Face aux questionnements légitimes de la population sur l’instabilité croissante dans le Nord, les dirigeants de Bamako choisissent la répression judiciaire plutôt que la transparence. En détournant les textes de loi relatifs à la cybercriminalité, le pouvoir cherche à imposer une omerta absolue sur sa gestion sécuritaire.
La traque méthodique des voix discordantes au Sahel
Le ciblage d’Abdrahamane Keïta s’ajoute à une longue série de mesures répressives visant à neutraliser la contestation :
- Au Mali, le chroniqueur Mohamed Youssouf Bathily, alias Ras Bath, demeure privé de liberté. L’universitaire Étienne Fakaba Sissoko purge une peine de prison ferme à la suite de la parution d’un ouvrage critique, tandis que Rokia Doumbia a été incarrée pour avoir dénoncé l’inflation et la gestion politique. Clément Dembélé a également fait l’objet d’arrestations arbitraires et de disparitions temporaires.
- Cette dérive liberticide dépasse les frontières maliennes pour toucher les pays voisins. Au Burkina Faso, des figures des médias à l’instar de Serge Oulon, Alain Traoré ou Kalifara Séré ont été enlevées ou réquisitionnées de force pour être envoyées au front après avoir émis des doutes sur la stratégie militaire. Au Niger, le journaliste Moussa Kaka subit lui aussi des pressions constantes et des interpellations répétées de la part des autorités.
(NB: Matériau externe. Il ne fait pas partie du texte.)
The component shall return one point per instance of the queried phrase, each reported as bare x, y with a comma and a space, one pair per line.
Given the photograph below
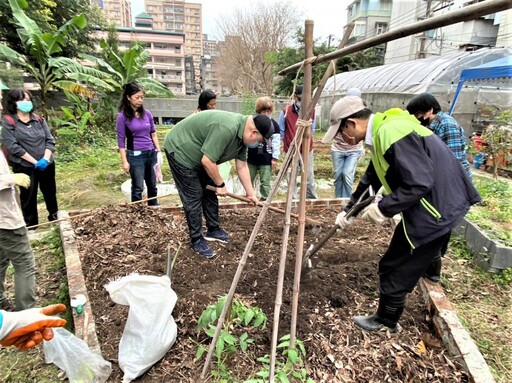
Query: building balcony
370, 13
La vérité considérée comme un acte hostile envers l’État
Cette hostilité systématique contre les professionnels des médias révèle une stratégie bien rodée : assimiler toute analyse indépendante non conforme à la communication gouvernementale à une « tentative de démoralisation des troupes » ou à une « atteinte à la sûreté de l’État ». Alors que la crise sécuritaire s’aggrave, le gouvernement de transition refuse le moindre débat contradictoire, rendant le travail d’investigation quasi impossible.
Un espace public verrouillé par la peur
Cette énième procédure judiciaire s’inscrit dans une campagne d’intimidation globale visant à éteindre tout esprit critique. Entre convocations incessantes, arrestations ciblées et suspensions d’organes de presse, les journalistes refusant d’être de simples propagandistes travaillent la peur au ventre. En s’attaquant à un reporter pour ses écrits sur Kidal, le pouvoir de Bamako trahit sa vulnérabilité et sa détermination à isoler le pays du reste du monde.